Wall Street Ends Mostly Higher After A Late Wave Of Buying

NEW YORK (AP) -- Stocks ended mostly higher on Wall Street after a listless day of trading. The S&P 500 edged up 0.1%. The Dow also added 0.1% after turning slightly higher just before the close. Weakness in technology shares weighed on the Nasdaq, which ended 0.3% lower. Palo Alto Networks sank more than 28%. The network security company forecast billings that came in well below what analysts were looking for. Amazon rose following news that it would be added to the Dow. Walgreens Boots Alliance, which is leaving the Dow, fell. The yield on the 10-year Treasury climbed to 4.32%.

THIS IS A BREAKING NEWS UPDATE. AP's earlier story follows below.

NEW YORK (AP) -- Stocks fell on Wall Street Wednesday as weakness in technology companies continues to drag on the market.

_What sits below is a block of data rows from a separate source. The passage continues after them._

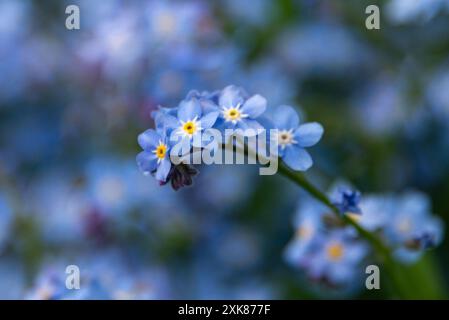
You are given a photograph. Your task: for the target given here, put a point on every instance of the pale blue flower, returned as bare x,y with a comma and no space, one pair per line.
190,122
6,219
238,110
293,138
155,159
308,223
336,258
411,227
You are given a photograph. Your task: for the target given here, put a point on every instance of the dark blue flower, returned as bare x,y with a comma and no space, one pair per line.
347,201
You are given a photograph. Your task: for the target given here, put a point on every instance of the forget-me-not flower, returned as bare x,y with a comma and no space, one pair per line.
293,138
411,227
190,122
154,158
238,110
336,258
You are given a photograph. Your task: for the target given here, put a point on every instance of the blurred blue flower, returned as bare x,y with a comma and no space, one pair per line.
238,110
308,223
347,201
411,227
6,219
336,259
375,211
403,11
155,158
292,138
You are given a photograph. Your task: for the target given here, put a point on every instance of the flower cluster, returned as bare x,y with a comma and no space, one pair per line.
231,108
334,254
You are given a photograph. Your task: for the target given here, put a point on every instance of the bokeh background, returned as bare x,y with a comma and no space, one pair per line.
73,102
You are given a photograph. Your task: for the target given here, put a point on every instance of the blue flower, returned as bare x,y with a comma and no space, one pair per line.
292,138
238,110
308,223
336,258
412,228
347,201
155,157
375,210
6,218
190,122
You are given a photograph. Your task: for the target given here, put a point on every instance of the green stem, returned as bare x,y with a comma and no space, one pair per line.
394,274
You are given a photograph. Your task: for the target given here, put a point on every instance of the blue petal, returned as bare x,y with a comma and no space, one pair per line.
147,161
297,158
230,97
255,106
209,120
249,124
309,134
149,139
189,109
285,118
170,122
163,169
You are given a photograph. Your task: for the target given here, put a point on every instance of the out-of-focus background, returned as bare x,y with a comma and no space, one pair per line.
73,102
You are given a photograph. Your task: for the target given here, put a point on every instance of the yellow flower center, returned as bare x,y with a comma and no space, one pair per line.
304,232
335,251
189,127
354,216
404,226
285,137
232,114
160,151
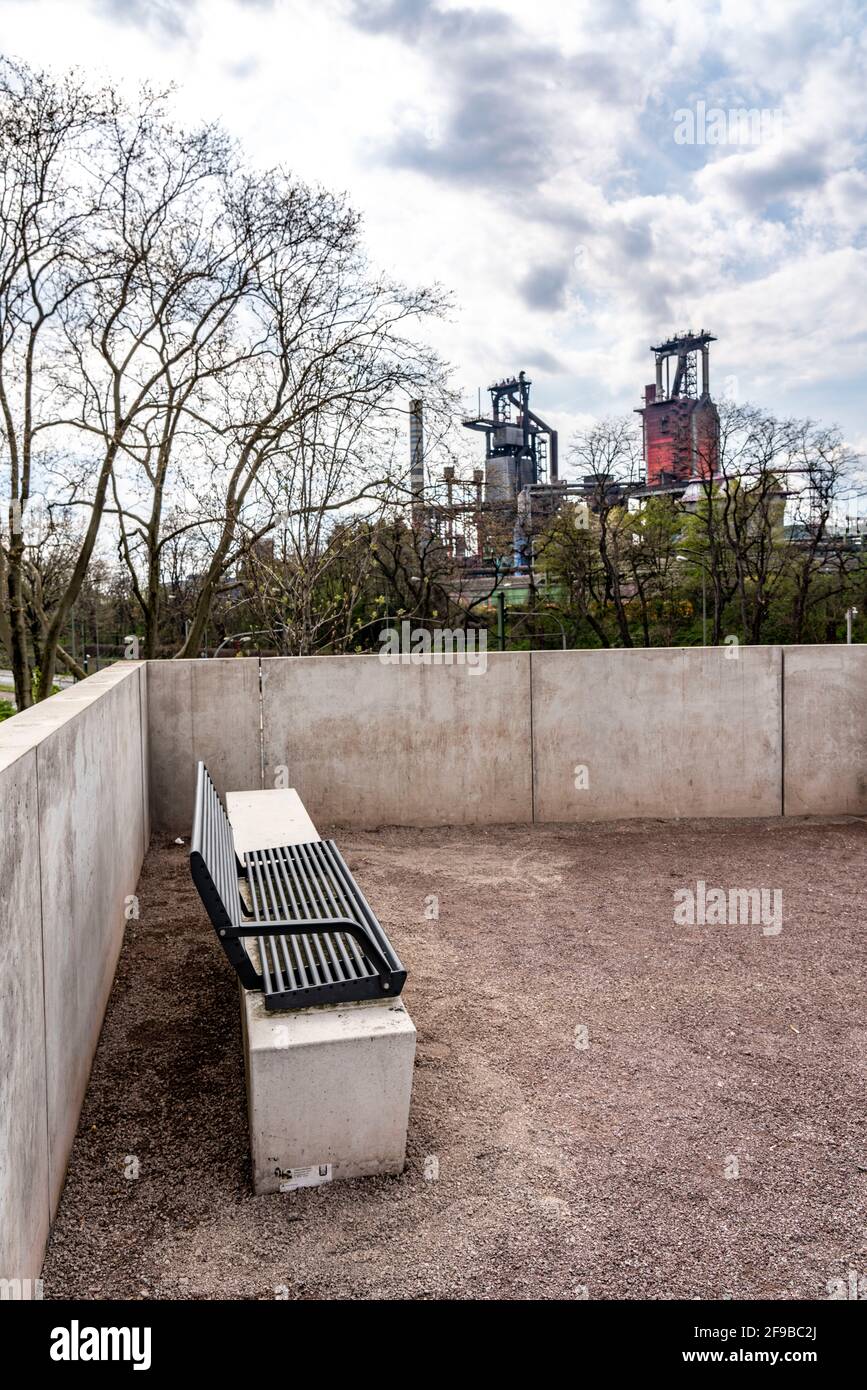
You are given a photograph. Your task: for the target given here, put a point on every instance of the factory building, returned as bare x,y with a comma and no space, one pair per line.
680,423
520,487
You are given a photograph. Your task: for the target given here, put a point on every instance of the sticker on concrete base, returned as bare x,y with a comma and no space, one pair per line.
313,1176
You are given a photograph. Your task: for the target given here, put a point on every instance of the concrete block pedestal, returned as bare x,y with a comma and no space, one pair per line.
328,1089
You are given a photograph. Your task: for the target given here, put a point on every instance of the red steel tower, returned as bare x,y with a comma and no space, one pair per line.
681,427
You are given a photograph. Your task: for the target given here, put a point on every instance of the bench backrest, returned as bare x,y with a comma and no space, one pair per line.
213,859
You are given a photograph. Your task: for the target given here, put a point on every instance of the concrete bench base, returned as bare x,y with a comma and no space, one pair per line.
328,1089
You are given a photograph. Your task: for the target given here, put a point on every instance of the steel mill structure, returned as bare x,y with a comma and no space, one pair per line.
488,521
680,421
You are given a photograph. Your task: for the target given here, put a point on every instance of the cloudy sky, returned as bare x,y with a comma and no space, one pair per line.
537,160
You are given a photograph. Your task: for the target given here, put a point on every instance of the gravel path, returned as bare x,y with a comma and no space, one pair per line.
602,1171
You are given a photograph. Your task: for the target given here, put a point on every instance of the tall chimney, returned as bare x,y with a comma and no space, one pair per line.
417,458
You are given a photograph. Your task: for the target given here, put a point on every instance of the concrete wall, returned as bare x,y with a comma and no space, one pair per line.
74,833
373,744
199,709
669,731
826,730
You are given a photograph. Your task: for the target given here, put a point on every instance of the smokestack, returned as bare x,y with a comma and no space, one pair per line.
553,463
417,456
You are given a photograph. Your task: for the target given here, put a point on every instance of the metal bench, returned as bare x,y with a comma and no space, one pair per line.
318,940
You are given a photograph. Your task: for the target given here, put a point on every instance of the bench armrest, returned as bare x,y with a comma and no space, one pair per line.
311,926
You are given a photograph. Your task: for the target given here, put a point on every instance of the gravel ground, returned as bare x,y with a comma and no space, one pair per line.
564,1169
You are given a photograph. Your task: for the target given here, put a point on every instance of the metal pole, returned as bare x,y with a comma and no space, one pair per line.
502,620
703,608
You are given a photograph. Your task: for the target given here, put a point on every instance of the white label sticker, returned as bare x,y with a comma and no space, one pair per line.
313,1176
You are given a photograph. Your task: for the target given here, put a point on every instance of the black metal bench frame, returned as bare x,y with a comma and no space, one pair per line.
318,938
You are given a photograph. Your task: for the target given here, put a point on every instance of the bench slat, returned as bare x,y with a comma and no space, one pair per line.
298,887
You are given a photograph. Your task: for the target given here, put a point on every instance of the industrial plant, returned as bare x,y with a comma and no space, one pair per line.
491,519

The S&P 500 slipped 0.5% in afternoon trading. The tech-heavy Nasdaq gave up 1.1% and the Dow Jones Industrial Average fell 178 points, or 0.5% as of 2:43 p.m. Eastern.

Palo Alto Networks was a big loser and a particularly heavy weight on the technology sector. The network security company sank 27.2% after giving forecasts for future billings that came in well below what analysts were looking for. Its rival, Fortinet, slumped 4.6%.

Amazon rose 0.1% following an announcement that it would be added to the Dow. Walgreens Boots Alliance, which is leaving the Dow, fell 3.3%

Bond yields remained relatively steady. The yield on the 10-year Treasury rose to 4.32% from 4.28% late Tuesday.

Markets were mostly higher in Europe and mixed in Asia.

Earnings remained the big focus for Wall Street. Nvidia will report its highly anticipated results later in the day. The chipmaker has tripled over the past year thanks to a surge in investor enthusiasm over artificial intelligence.

Technology stocks drove much of the market's rally that brought it to new records just last week. The sector is also showing some of the strongest earnings growth. But, lopsided contributions from some of the bigger companies in the sector have raised questions about whether the gains were overdone.

"In February we're seeing some of that settle out as we try and get a better bead on how the full year is going to go," said Rob Haworth, senior portfolio manager at U.S. Bank Wealth Management.

Several other companies made big moves following the release of their financial results. Electronic measurement technology company Keysight Technologies fell 7.3% after its profit forecast fell short of analysts' expectations. Garmin, which makes personal navigation devices, jumped 10% after beating earnings forecasts.

Toll Brothers rose 4.1% after giving investors an encouraging financial update as it sees strong demand. That helped support gains throughout the homebuilding sector.

Energy companies gained ground as natural gas prices jumped 9%. Exxon Mobil rose 1.9%.

The Federal Reserve released minutes from its latest meeting in January that showed most officials are worried about moving too fast to cut their benchmark interest. The central bank left the rate alone for the fourth time in a row at that meeting. Investors have all but lost hope that the central bank will cut rates at its March meeting and are looking for the first rate cut to come in June.

Investors have to wait until next week for another key update on inflation. That's when the government will release its monthly report on personal consumption and expenses, the Fed's preferred measure of inflation. The central bank's goal has been to tame inflation back to 2% and analysts expect that report to show it cooled to 2.3% in January. Inflation by that measure peaked at 7.1% in June of 2022.

"As long as the labor market holds up, the Fed can afford to slow walk rate cuts," said Jamie Cox, managing partner for Harris Financial Group. "Inflation fighting is much easier when the labor market cooperates."

Separate measures for consumer and wholesale prices in January show that inflation didn't cool as much as anticipated. That prompted investors to shift expectations for rate cuts from March to June. A weak report on retail sales added to the disappointing inflation data and raised concerns that stubborn inflation is inflicting more pain on consumers. Tighter consumer spending could put more pressure on businesses in 2024.